PhD fellowship in Mechanistic Interpretability for LLM Security at University of Copenhagen

We have openings on a new project titled “A Mechanistic Framework for Mitigating the Susceptibility of LLMs to Learning False Information” funded by the Independent Research Foundation Denmark, led by Isabelle Augenstein and Pepa Atanasova. The project goal’s will be to develop a novel theoretical frameworks for LLM security, new mechanistic interpretability methods, and new evaluation protocols, developed through research at the intersection of Natural Language Processing, LLM Security, and Explainable AI. In addition to the PIs, the postdoc and PhD student, the project also offers the opportunity to apply as an academic collaborator with NVIDIA as part of an existing relationship.
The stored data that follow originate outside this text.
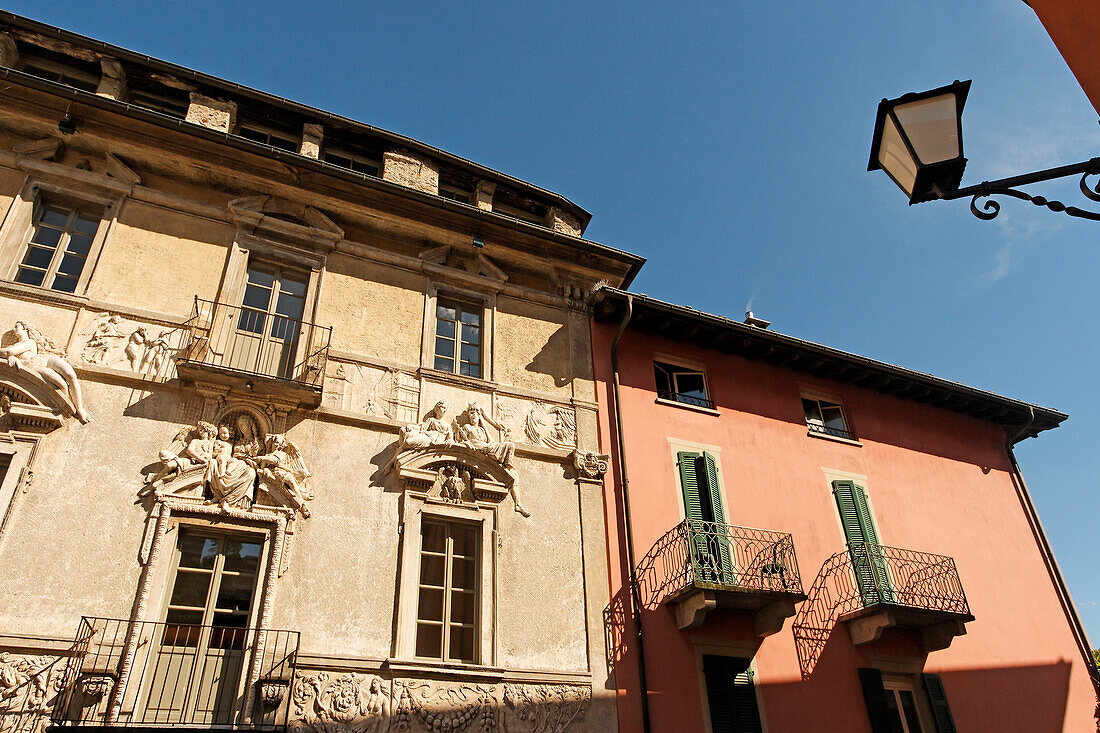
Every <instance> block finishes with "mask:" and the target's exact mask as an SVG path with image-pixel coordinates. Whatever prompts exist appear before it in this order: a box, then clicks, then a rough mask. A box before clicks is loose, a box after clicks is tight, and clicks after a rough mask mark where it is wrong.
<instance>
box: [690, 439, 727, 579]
mask: <svg viewBox="0 0 1100 733" xmlns="http://www.w3.org/2000/svg"><path fill="white" fill-rule="evenodd" d="M676 458H678V461H679V463H680V489H681V490H682V491H683V496H684V516H685V518H686V523H685V524H686V528H687V537H686V544H687V548H686V551H687V557H689V562H691V565H692V568H693V570H694V573H695V581H696V582H704V583H716V584H722V586H736V584H737V577H736V573H735V572H734V561H733V554H731V551H730V547H729V535H728V525H727V524H726V518H725V513H724V512H723V506H722V486H720V485H719V483H718V464H717V461H715V459H714V456H712V455H709V453H706V452H704V453H695V452H691V451H681V452H679V453H678V455H676Z"/></svg>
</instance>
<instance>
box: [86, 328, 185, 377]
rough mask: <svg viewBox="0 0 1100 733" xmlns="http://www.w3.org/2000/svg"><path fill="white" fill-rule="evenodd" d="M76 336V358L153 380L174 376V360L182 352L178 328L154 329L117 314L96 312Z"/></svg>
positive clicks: (174, 369)
mask: <svg viewBox="0 0 1100 733" xmlns="http://www.w3.org/2000/svg"><path fill="white" fill-rule="evenodd" d="M89 328H90V330H87V331H86V332H85V333H83V335H81V336H80V337H79V338H80V339H83V340H84V346H83V347H81V349H80V360H81V361H84V362H85V363H87V364H98V365H100V366H110V368H112V369H122V370H129V371H131V372H133V373H134V374H140V375H141V376H145V378H149V379H154V380H157V381H167V380H171V379H173V378H174V376H175V375H176V359H177V358H178V357H179V354H180V352H182V351H183V342H184V337H185V332H184V329H182V328H158V327H154V326H150V325H147V324H141V322H138V321H132V320H127V319H124V318H123V317H122V316H120V315H117V314H109V313H105V314H100V315H99V316H97V317H96V319H95V320H94V321H92V322H91V324H90V325H89Z"/></svg>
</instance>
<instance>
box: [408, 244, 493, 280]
mask: <svg viewBox="0 0 1100 733" xmlns="http://www.w3.org/2000/svg"><path fill="white" fill-rule="evenodd" d="M420 259H421V260H423V261H425V262H428V263H430V264H436V265H440V266H442V267H448V269H451V270H459V271H461V272H465V273H469V274H471V275H480V276H481V277H488V278H489V280H494V281H497V282H500V283H504V282H507V280H508V275H507V274H506V273H505V272H504V271H503V270H500V269H499V267H498V266H497V265H496V263H495V262H493V261H492V260H491V259H488V258H487V256H485V255H484V254H482V253H481V251H480V250H478V249H477V248H474V247H472V245H471V247H469V248H458V247H452V245H450V244H445V245H443V247H437V248H434V249H431V250H426V251H423V252H421V253H420Z"/></svg>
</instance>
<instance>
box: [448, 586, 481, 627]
mask: <svg viewBox="0 0 1100 733" xmlns="http://www.w3.org/2000/svg"><path fill="white" fill-rule="evenodd" d="M476 610H477V597H476V595H474V594H473V593H466V592H463V591H452V592H451V621H452V622H455V623H463V624H472V623H474V613H475V611H476Z"/></svg>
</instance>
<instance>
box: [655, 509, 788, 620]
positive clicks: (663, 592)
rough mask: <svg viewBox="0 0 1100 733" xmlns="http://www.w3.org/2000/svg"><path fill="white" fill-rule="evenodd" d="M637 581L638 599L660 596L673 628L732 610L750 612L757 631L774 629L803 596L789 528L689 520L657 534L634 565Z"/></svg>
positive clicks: (680, 523) (656, 604)
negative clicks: (639, 592) (654, 537)
mask: <svg viewBox="0 0 1100 733" xmlns="http://www.w3.org/2000/svg"><path fill="white" fill-rule="evenodd" d="M638 584H639V589H640V591H641V595H642V604H643V605H647V606H650V608H653V606H657V605H660V604H661V603H668V604H669V606H670V608H672V609H673V611H674V613H675V619H676V626H678V627H680V628H681V630H685V628H695V627H697V626H701V625H702V624H703V622H704V620H705V619H706V616H707V614H708V613H711V612H713V611H716V610H733V611H741V612H749V613H752V614H753V631H755V633H756V634H757V635H758V636H769V635H771V634H774V633H775V632H778V631H779V630H781V628H782V627H783V621H784V620H785V619H788V617H790V616H792V615H794V604H795V603H798V602H800V601H802V600H803V599H804V598H805V594H804V593H803V592H802V578H801V576H800V575H799V564H798V560H796V558H795V556H794V541H793V539H792V538H791V535H789V534H783V533H779V532H769V530H767V529H750V528H748V527H738V526H735V525H730V524H723V523H717V522H698V521H694V519H685V521H684V522H681V523H680V524H679V525H676V526H675V527H673V528H672V529H670V530H669V532H667V533H665V534H664V535H663V536H662V537H661V538H660V539H659V540H657V544H654V545H653V547H652V548H651V549H650V550H649V553H647V554H646V556H645V557H643V558H642V559H641V561H640V562H639V565H638Z"/></svg>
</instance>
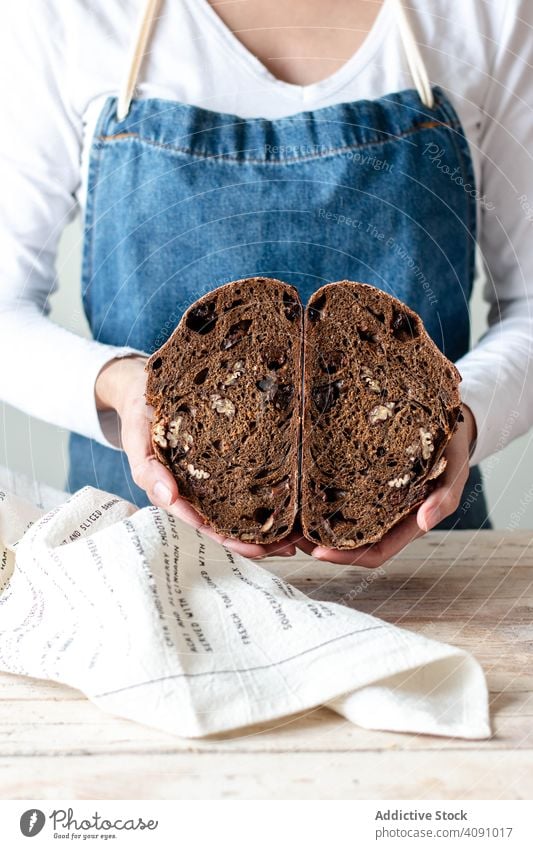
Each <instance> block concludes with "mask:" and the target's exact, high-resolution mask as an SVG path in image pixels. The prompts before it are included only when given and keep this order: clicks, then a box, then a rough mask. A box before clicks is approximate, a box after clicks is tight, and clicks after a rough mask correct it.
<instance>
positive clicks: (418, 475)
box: [300, 281, 461, 548]
mask: <svg viewBox="0 0 533 849" xmlns="http://www.w3.org/2000/svg"><path fill="white" fill-rule="evenodd" d="M304 339H305V366H304V390H303V398H304V413H303V432H302V446H303V454H302V466H301V467H302V485H301V486H302V489H301V500H300V505H301V522H302V529H303V532H304V534H305V536H306V537H307V539H310V540H312V541H314V542H316V543H317V544H320V545H325V546H329V547H331V548H356V547H358V546H360V545H364V544H367V543H371V542H375V541H377V540H379V539H381V537H382V536H383V534H384V533H385V532H386V531H388V530H390V528H392V527H393V526H394V525H395V524H396V523H397V522H399V521H400V519H402V518H403V517H404V516H406V515H407V514H408V513H409V512H411V510H412V509H413V508H414V507H415V506H416V505H418V504H420V503H421V502H422V501H423V500H424V499H425V498H426V497H427V495H428V494H429V492H430V491H431V489H432V486H433V480H434V479H435V478H436V477H437V476H438V475H439V474H441V473H442V472H443V471H444V467H445V465H446V463H445V459H444V458H443V457H442V453H443V451H444V449H445V447H446V445H447V443H448V441H449V439H450V436H451V434H452V433H453V431H454V429H455V426H456V423H457V420H458V417H459V415H460V409H461V406H460V404H461V402H460V397H459V390H458V384H459V381H460V375H459V372H458V371H457V369H456V368H455V366H454V365H453V363H451V362H449V360H447V359H446V357H444V355H443V354H442V353H441V352H440V351H439V349H438V348H437V346H436V345H435V344H434V342H433V341H432V340H431V339H430V337H429V336H428V334H427V333H426V331H425V329H424V326H423V324H422V321H421V320H420V318H419V317H418V315H416V313H414V312H413V311H412V310H410V309H409V308H408V307H407V306H405V304H403V303H401V301H398V300H397V299H396V298H393V297H391V296H390V295H387V294H385V293H384V292H381V291H380V290H378V289H375V288H374V287H373V286H367V285H364V284H362V283H351V282H349V281H342V282H340V283H331V284H328V285H327V286H323V287H322V288H321V289H319V290H318V291H317V292H316V293H315V294H314V295H313V297H312V298H311V300H310V301H309V304H308V306H307V310H306V315H305V328H304Z"/></svg>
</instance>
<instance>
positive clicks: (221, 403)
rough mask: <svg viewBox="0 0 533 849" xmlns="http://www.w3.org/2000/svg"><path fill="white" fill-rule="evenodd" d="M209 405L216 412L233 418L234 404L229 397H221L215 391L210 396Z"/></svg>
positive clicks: (234, 407)
mask: <svg viewBox="0 0 533 849" xmlns="http://www.w3.org/2000/svg"><path fill="white" fill-rule="evenodd" d="M210 401H211V407H212V408H213V410H216V411H217V413H221V414H222V415H224V416H228V418H230V419H231V418H233V416H234V415H235V404H234V403H233V402H232V401H230V400H229V398H221V397H220V395H217V394H216V393H215V394H214V395H211V396H210Z"/></svg>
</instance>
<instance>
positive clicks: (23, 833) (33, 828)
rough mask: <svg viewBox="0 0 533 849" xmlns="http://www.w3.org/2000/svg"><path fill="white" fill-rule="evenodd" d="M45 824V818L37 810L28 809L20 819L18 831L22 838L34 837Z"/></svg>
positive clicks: (42, 814) (41, 813) (24, 811)
mask: <svg viewBox="0 0 533 849" xmlns="http://www.w3.org/2000/svg"><path fill="white" fill-rule="evenodd" d="M45 822H46V817H45V815H44V814H43V812H42V811H39V809H38V808H30V810H29V811H24V813H23V814H22V816H21V818H20V830H21V832H22V833H23V835H24V837H35V835H36V834H39V832H40V831H42V829H43V826H44V824H45Z"/></svg>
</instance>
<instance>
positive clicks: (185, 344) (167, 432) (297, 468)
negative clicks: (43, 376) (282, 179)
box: [146, 277, 303, 543]
mask: <svg viewBox="0 0 533 849" xmlns="http://www.w3.org/2000/svg"><path fill="white" fill-rule="evenodd" d="M302 318H303V317H302V306H301V303H300V299H299V297H298V293H297V291H296V289H294V288H293V287H292V286H289V285H287V284H285V283H281V282H280V281H278V280H270V279H265V278H261V277H257V278H251V279H248V280H242V281H240V280H237V281H235V282H233V283H229V284H227V285H226V286H221V287H220V288H219V289H216V290H215V291H213V292H211V293H210V294H208V295H205V296H204V297H203V298H201V299H200V300H199V301H196V303H194V304H193V305H192V306H191V307H189V309H188V310H187V311H186V312H185V314H184V315H183V317H182V319H181V321H180V323H179V325H178V327H177V328H176V330H175V331H174V333H173V334H172V336H171V337H170V339H168V341H167V342H166V343H165V344H164V345H163V347H162V348H160V349H159V350H158V351H156V353H155V354H153V356H152V357H151V358H150V359H149V361H148V363H147V366H146V368H147V371H148V380H147V388H146V400H147V402H148V403H149V404H151V405H152V407H153V408H154V415H153V422H152V442H153V447H154V451H155V453H156V455H157V457H158V458H159V460H160V461H161V462H162V463H164V464H165V465H166V466H167V467H168V468H169V469H170V471H171V472H172V473H173V475H174V477H175V478H176V481H177V484H178V489H179V492H180V494H181V495H183V496H184V497H185V498H187V499H188V500H189V501H190V502H191V504H192V505H193V506H194V507H195V508H196V509H197V511H198V512H199V513H200V514H201V515H202V516H204V517H205V518H206V519H207V520H208V521H209V524H210V525H211V526H212V527H213V528H215V529H216V530H217V531H219V532H220V533H222V534H224V535H225V536H230V537H238V538H239V539H241V540H250V541H252V540H253V541H257V542H261V543H268V542H272V541H274V540H277V539H280V538H282V537H284V536H285V535H286V534H287V533H288V532H289V530H290V529H291V528H292V526H293V523H294V518H295V515H296V511H297V505H298V466H299V463H298V450H299V449H298V446H299V431H300V407H301V396H300V388H301V338H302V323H303V322H302Z"/></svg>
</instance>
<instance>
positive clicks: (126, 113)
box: [117, 0, 160, 121]
mask: <svg viewBox="0 0 533 849" xmlns="http://www.w3.org/2000/svg"><path fill="white" fill-rule="evenodd" d="M159 2H160V0H147V2H146V4H145V7H144V9H142V11H141V15H140V17H139V21H138V23H137V27H136V30H135V37H134V39H133V44H132V47H131V51H130V55H129V58H128V64H127V73H126V76H125V77H124V80H123V81H122V85H121V86H120V92H119V96H118V102H117V118H118V120H119V121H122V120H124V118H125V117H126V115H127V114H128V112H129V109H130V103H131V100H132V97H133V92H134V91H135V86H136V85H137V79H138V77H139V71H140V69H141V64H142V61H143V59H144V57H145V55H146V48H147V46H148V41H149V38H150V34H151V32H152V28H153V25H154V23H155V19H156V17H157V12H158V8H159Z"/></svg>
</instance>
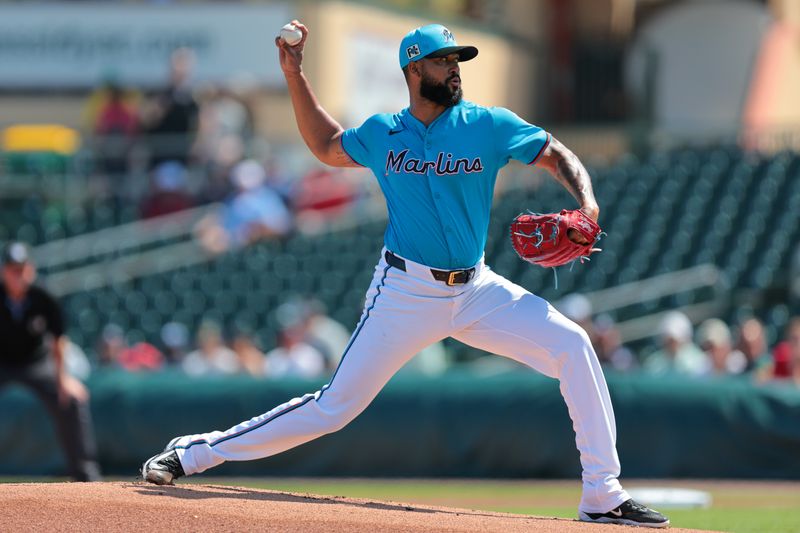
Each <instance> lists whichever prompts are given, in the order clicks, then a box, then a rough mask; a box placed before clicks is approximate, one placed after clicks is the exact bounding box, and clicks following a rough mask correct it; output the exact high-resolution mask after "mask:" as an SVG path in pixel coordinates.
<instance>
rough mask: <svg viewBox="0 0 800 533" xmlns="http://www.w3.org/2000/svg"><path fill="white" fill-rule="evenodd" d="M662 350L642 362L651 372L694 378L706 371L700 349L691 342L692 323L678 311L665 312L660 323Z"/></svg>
mask: <svg viewBox="0 0 800 533" xmlns="http://www.w3.org/2000/svg"><path fill="white" fill-rule="evenodd" d="M659 334H660V341H661V349H660V350H657V351H655V352H654V353H652V354H651V355H650V356H649V357H648V358H647V359H646V360H645V362H644V369H645V371H646V372H648V373H650V374H657V375H664V374H669V373H676V374H683V375H686V376H691V377H697V376H702V375H703V374H706V373H707V372H708V368H709V362H708V359H707V357H706V355H705V354H704V353H703V351H702V350H701V349H700V348H698V347H697V346H696V345H695V344H694V343H693V342H692V323H691V321H690V320H689V318H688V317H687V316H686V315H684V314H683V313H681V312H680V311H670V312H668V313H666V315H665V316H664V318H663V319H662V321H661V324H660V325H659Z"/></svg>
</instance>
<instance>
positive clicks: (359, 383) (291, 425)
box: [174, 268, 449, 474]
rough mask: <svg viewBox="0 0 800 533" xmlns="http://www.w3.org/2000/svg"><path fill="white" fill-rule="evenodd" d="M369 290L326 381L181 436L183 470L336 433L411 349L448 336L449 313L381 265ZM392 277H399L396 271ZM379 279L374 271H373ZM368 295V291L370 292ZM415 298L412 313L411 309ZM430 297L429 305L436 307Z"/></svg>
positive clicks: (251, 457)
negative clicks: (337, 363) (287, 398)
mask: <svg viewBox="0 0 800 533" xmlns="http://www.w3.org/2000/svg"><path fill="white" fill-rule="evenodd" d="M381 274H382V277H381V278H380V279H379V281H378V283H377V284H375V285H374V286H373V288H372V289H371V291H370V293H368V296H367V302H366V303H367V305H366V306H365V310H364V313H363V315H362V318H361V321H360V322H359V325H358V327H357V328H356V330H355V332H354V333H353V336H352V338H351V341H350V344H349V345H348V347H347V349H346V350H345V353H344V355H343V356H342V359H341V362H340V363H339V367H338V368H337V369H336V372H335V373H334V375H333V377H332V378H331V380H330V382H329V384H328V385H326V386H324V387H322V389H321V390H319V391H317V392H316V393H314V394H306V395H305V396H303V397H300V398H295V399H293V400H291V401H289V402H287V403H284V404H282V405H279V406H278V407H276V408H275V409H273V410H271V411H269V412H267V413H264V414H262V415H260V416H257V417H255V418H253V419H251V420H248V421H246V422H243V423H241V424H239V425H237V426H235V427H232V428H230V429H229V430H227V431H214V432H210V433H203V434H198V435H187V436H184V437H181V438H180V439H178V440H177V442H175V443H174V445H175V449H176V451H177V453H178V457H179V458H180V462H181V465H182V466H183V470H184V472H185V473H186V474H194V473H198V472H202V471H204V470H206V469H208V468H210V467H213V466H216V465H219V464H221V463H223V462H225V461H244V460H249V459H258V458H263V457H269V456H271V455H275V454H277V453H280V452H282V451H285V450H288V449H290V448H293V447H295V446H298V445H300V444H302V443H304V442H308V441H310V440H312V439H315V438H317V437H320V436H322V435H325V434H327V433H331V432H334V431H337V430H338V429H341V428H342V427H344V426H345V425H346V424H347V423H348V422H350V421H351V420H352V419H353V418H355V417H356V416H357V415H358V414H359V413H361V412H362V411H363V410H364V409H365V408H366V407H367V405H369V403H370V402H371V401H372V399H373V398H374V397H375V395H377V394H378V392H379V391H380V390H381V388H383V386H384V385H385V384H386V382H387V381H388V380H389V379H390V378H391V377H392V375H394V374H395V372H397V370H399V369H400V367H402V366H403V365H404V364H405V363H406V362H407V361H408V360H409V359H410V358H411V357H412V356H413V355H414V354H416V353H417V352H419V351H420V350H421V349H422V348H424V347H425V346H427V345H428V344H431V343H433V342H435V341H437V340H440V339H441V338H442V337H444V336H445V335H446V332H445V330H444V325H437V324H439V323H440V322H441V323H442V324H444V322H445V320H444V319H437V318H435V317H436V316H437V315H441V316H443V317H449V314H448V313H443V312H437V309H434V308H432V307H431V308H426V304H425V302H416V301H414V302H410V301H409V300H410V299H413V298H412V297H408V296H407V295H403V294H400V293H398V291H396V290H393V289H392V287H387V285H386V283H387V276H388V277H389V278H390V279H389V280H388V281H389V283H390V284H391V276H392V275H393V274H392V273H391V272H389V269H388V268H387V269H386V270H384V271H383V272H382V273H381ZM394 275H405V274H404V273H397V272H396V271H395V273H394ZM376 278H377V276H376ZM370 295H371V297H370ZM410 303H413V304H414V306H415V309H416V310H417V312H416V313H410V312H409V304H410ZM440 305H442V303H441V302H437V301H434V300H432V299H431V301H429V302H428V303H427V306H428V307H430V306H433V307H435V306H440Z"/></svg>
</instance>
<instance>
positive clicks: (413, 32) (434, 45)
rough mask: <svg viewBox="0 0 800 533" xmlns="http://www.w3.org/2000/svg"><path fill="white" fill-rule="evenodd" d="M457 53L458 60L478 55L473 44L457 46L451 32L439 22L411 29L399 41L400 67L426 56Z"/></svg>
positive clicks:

The PhD student’s research is expected to focus on researching mechanistic interpretability methods to curb the effects of false information attacks on LLMs at different stages of the model lifecycle.
The ideal candidate would thus have an educational background, prior research or work experience in ML or NLP.
The PhD position is fully funded for three years and open to candidates with a Master’s degree or equivalent in Computer Science or a related field.
The PhD student will be supervised by Isabelle Augenstein and co-supervised by Pepa Atanasova, and also collaborate with the larger project team.
Please apply by 31 May 2026 to be considered. The start date is September 2026 or as soon as possible thereafter.